- Sportscaster
- Born: May 20, 1963 (age 63) Racine, Wisconsin, U.S.

Teams
- As Broadcaster Oakland Athletics (2006–2023) ; San Francisco Giants (2026–present);

= Glen Kuiper =

American baseball broadcaster (born 1963)

Glen Alan Kuiper (born May 20, 1963) is an American sportscaster. He is best known for having served as the primary play-by-play announcer for the Oakland Athletics of Major League Baseball for nearly two decades (2006–2023), and was also an occasional announcer for the Athletics Radio Network. He is currently part of the San Francisco Giants broadcast team.

==Career==
A native of Racine, Wisconsin, Kuiper was drafted out of community college by the Cincinnati Reds in the 10th round (243rd overall) of the 1982 amateur entry draft. He turned it down and continued his education. Kuiper later attended University of New Orleans before spending two years as an infielder (primarily at second base) playing minor league baseball with the Spokane Indians and Erie Cardinals. He moved to the Bay Area in the late 1980s and graduated from San Francisco State University with a bachelor's degree in broadcasting.

Kuiper first started appearing on A's TV broadcasts in 2004, and for the first two years, served as an on-field correspondent and fill-in announcer. He became the primary announcer in 2006. Kuiper was occasionally the TV play-by-play announcer of A's nationally televised games on Fox. From 1996 until 2000 Kuiper hosted Giants Lite and A's Lite on SportsChannel Pacific and later FSN Bay Area. The programs were 30-minute condensed highlight shows of the games and gave a synopsis of games that had not been televised.

In addition to baseball, he was a sideline reporter for select NFL telecasts for Fox as well as the San Jose Sharks. Kuiper also handled various collegiate assignments for NBC Sports Bay Area and the Golden State Warriors of the NBA.

===Suspension and termination===
On May 5, 2023, during a pre-game broadcast on NBC Sports California for a game between the A's and the Kansas City Royals, Kuiper was enthusiastically discussing what he and broadcast partner Dallas Braden had done earlier in the day in Kansas City, which included a visit to the Negro Leagues Baseball Museum. Kuiper – referring to the museum, which is commonly referred to as the Negro League Museum – appeared to misspeak and instead said the words "Nigger League Museum". Upon returning from a commercial break at the top of the sixth inning, Kuiper apologized for the remarks, saying, "A little bit earlier in the show, I said something, didn't come out quite the way I wanted it to, and I just wanted to apologize if it sounded different than I meant it to be said. I just wanted to apologize for that." Following the game, the A's issued a statement on Twitter denouncing Kuiper's remarks, saying, "The language used by Glen Kuiper during today's pregame broadcast is unacceptable. The Oakland Athletics do not condone such language. We are working to address the situation."

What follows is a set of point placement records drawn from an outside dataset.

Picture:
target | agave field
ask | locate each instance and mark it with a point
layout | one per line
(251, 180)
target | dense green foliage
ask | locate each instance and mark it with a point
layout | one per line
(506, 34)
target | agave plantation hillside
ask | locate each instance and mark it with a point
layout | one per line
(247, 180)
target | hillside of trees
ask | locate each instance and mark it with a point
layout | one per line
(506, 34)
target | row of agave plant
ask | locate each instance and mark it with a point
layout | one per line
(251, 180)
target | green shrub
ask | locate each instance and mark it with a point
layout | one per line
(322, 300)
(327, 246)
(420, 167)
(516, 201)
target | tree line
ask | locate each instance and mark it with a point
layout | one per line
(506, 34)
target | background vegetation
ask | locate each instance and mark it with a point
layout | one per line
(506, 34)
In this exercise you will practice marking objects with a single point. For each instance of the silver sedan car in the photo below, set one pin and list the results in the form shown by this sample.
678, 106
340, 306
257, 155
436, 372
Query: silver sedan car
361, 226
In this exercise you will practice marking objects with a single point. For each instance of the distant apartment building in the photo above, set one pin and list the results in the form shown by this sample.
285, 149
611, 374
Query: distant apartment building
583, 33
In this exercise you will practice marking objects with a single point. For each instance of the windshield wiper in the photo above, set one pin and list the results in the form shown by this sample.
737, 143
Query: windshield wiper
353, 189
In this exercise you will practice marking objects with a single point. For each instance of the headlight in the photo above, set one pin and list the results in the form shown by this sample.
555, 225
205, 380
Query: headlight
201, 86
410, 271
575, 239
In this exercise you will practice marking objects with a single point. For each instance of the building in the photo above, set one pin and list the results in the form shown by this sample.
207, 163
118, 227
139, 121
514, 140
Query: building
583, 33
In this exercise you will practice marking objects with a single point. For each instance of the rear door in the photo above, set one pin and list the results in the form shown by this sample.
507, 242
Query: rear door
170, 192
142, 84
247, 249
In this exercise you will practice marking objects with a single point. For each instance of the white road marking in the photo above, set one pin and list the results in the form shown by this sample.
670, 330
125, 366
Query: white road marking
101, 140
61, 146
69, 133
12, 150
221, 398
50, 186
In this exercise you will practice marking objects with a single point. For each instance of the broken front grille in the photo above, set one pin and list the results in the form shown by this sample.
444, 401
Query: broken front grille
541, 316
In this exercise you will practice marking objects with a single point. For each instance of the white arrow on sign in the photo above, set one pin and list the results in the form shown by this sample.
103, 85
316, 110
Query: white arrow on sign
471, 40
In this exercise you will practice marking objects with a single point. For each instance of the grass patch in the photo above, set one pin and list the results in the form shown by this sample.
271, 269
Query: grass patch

On May 22, 2023, NBC Sports California announced that Kuiper would no longer be working for the network, having been terminated for the incident following an internal investigation. Kuiper released his own statement the evening of his firing, saying he "will always have a hard time understanding how one mistake in a 20-year broadcasting career is cause for termination... ."

===Return to broadcasting===
On February 25, 2026, it was reported that Kuiper would serve as a fill-in on radio broadcasts for the San Francisco Giants. On April 28, Kuiper returned to the broadcasting booth for the first time since May 5, 2023, as part of the radio broadcast for San Francisco's matchup against the Philadelphia Phillies.

==Personal life==
Kuiper is the younger brother of Duane Kuiper, a former Major League player and current broadcaster for the San Francisco Giants. Kuiper resides in Danville, California, with his wife, Amanda, and two children.